The Sourcecodester Medicine Tracker System in PHP version 1.0.0 contains a reflected Cross-Site Scripting (XSS) vulnerability in the page parameter. When the page parameter is set to about, the value is not properly sanitized before being output in the response, allowing an attacker to inject malicious scripts. The affected component is the page parameter handling, likely in a PHP file that includes about.php based on the parameter value. This issue affects version 1.0.0 of the Medicine Tracker System [1].

Exploitation

An attacker can exploit this vulnerability by crafting a URL with a malicious payload in the page parameter, such as ?page=about.

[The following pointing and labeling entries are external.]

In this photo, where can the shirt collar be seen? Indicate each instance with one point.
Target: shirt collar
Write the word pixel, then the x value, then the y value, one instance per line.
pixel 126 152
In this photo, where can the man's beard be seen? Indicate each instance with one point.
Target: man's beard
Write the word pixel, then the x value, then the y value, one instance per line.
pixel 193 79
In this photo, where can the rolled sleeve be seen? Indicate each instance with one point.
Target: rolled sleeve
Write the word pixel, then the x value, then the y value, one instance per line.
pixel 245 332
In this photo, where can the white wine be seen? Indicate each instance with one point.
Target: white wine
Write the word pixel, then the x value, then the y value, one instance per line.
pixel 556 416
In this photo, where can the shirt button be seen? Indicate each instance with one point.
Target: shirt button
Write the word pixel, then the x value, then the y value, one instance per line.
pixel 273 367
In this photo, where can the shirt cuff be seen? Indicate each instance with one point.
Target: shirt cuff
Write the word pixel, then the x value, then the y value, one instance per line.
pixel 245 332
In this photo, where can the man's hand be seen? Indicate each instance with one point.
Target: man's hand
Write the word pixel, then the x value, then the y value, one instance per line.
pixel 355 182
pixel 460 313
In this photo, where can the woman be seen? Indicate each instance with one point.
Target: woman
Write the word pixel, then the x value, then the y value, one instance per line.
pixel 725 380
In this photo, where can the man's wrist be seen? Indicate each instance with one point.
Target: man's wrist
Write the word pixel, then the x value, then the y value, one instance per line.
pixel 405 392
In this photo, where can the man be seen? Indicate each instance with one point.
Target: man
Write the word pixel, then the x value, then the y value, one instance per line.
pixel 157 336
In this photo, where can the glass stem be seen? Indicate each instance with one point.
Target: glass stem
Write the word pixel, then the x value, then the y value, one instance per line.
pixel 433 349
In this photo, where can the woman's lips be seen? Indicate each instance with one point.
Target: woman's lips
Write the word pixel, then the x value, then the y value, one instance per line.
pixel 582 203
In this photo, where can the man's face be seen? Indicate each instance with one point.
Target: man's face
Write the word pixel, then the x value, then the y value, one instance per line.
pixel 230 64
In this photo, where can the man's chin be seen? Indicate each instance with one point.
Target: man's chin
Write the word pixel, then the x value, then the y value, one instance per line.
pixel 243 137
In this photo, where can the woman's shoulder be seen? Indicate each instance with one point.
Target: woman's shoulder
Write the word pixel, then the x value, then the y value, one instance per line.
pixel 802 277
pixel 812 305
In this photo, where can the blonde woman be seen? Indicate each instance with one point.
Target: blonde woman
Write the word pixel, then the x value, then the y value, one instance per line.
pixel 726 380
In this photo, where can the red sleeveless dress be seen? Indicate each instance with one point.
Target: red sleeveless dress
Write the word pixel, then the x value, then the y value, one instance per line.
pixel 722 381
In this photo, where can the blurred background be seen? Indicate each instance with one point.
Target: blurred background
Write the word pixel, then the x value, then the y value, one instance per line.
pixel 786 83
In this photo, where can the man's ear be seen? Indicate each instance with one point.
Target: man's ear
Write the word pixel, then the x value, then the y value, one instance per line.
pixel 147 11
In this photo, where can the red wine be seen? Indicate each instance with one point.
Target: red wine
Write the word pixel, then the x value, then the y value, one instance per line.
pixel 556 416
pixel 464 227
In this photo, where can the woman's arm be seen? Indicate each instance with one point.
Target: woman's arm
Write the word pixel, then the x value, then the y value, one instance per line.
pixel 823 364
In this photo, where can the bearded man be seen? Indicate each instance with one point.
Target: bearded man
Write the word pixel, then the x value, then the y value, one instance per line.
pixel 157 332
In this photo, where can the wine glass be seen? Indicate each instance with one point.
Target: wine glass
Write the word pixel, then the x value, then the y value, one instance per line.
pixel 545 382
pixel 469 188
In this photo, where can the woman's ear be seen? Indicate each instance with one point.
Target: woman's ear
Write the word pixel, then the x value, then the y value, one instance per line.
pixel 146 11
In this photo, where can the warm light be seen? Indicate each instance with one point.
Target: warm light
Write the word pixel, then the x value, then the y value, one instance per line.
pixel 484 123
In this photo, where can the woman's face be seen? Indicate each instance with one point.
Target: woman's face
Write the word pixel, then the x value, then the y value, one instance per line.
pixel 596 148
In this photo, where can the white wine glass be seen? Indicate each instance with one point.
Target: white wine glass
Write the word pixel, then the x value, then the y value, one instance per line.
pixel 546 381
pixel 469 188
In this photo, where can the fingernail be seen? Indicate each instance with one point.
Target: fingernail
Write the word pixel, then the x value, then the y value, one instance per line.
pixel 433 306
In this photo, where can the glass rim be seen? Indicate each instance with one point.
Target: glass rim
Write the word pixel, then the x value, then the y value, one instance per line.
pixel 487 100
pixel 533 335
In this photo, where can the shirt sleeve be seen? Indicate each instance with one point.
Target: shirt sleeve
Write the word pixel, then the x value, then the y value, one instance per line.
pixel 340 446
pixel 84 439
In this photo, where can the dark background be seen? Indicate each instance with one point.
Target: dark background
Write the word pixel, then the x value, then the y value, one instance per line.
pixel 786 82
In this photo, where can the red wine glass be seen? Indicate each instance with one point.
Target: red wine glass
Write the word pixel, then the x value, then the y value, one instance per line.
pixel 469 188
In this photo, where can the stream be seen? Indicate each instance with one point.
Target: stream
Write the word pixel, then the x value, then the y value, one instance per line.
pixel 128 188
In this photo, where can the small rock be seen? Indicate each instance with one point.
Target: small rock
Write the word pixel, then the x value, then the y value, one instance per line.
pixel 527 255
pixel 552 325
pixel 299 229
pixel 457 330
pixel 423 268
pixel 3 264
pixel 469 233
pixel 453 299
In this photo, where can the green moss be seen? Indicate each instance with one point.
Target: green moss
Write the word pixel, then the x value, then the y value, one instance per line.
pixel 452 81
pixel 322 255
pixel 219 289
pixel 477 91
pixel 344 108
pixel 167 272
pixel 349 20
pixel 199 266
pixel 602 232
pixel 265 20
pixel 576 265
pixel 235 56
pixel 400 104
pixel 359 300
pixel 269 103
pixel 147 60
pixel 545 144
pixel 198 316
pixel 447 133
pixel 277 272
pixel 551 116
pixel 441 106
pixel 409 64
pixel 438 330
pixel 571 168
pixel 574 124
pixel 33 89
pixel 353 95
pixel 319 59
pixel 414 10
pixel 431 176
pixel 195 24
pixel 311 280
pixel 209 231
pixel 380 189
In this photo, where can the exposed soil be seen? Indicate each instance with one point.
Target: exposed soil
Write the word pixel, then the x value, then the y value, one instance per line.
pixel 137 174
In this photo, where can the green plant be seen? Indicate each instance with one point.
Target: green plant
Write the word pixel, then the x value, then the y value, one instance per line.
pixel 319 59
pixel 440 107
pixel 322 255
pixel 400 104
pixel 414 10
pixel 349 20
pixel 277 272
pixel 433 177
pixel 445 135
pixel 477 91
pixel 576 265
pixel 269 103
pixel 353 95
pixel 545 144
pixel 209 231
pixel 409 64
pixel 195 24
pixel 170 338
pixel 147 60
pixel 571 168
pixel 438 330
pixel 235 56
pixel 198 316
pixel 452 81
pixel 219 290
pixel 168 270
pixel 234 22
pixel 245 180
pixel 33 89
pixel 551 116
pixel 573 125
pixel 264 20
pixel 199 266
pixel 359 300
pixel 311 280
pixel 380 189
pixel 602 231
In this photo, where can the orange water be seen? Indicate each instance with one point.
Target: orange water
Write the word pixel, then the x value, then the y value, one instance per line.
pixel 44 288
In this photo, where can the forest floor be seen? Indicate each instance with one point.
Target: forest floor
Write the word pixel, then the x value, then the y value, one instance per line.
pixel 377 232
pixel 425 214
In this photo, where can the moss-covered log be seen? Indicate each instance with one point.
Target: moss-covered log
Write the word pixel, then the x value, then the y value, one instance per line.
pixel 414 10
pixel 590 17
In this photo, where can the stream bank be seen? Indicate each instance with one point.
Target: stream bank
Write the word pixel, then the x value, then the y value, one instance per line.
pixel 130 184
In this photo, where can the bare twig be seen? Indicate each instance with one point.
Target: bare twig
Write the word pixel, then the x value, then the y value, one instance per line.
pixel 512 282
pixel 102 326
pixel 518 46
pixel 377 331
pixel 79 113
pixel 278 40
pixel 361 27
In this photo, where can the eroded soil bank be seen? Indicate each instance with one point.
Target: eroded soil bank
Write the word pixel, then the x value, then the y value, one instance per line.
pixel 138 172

The attacker does not require authentication or any special privileges. The victim must click on the crafted URL, which can be delivered via email, social media, or other means. No user interaction beyond clicking the link is needed, and the attack can be performed remotely over the network [1].

Impact

Successful exploitation allows an attacker to execute arbitrary JavaScript in the context of the victim's browser session. This can lead to session hijacking, defacement of the application, theft of sensitive information, or redirection to malicious websites. The impact is limited to the browser of the victim and does not affect server-side components directly, but can be used to perform actions on behalf of the victim [1].

Mitigation

As of the publication date (2023-04-25), no official patch has been released by the vendor (Sourcecodester). The vendor's website [2] provides the source code, but no update addressing this XSS vulnerability is available. Users should implement input validation and output encoding for the page parameter as a workaround. Additionally, consider using a web application firewall (WAF) to block malicious payloads. The CVE is not listed in CISA's Known Exploited Vulnerabilities catalog [1].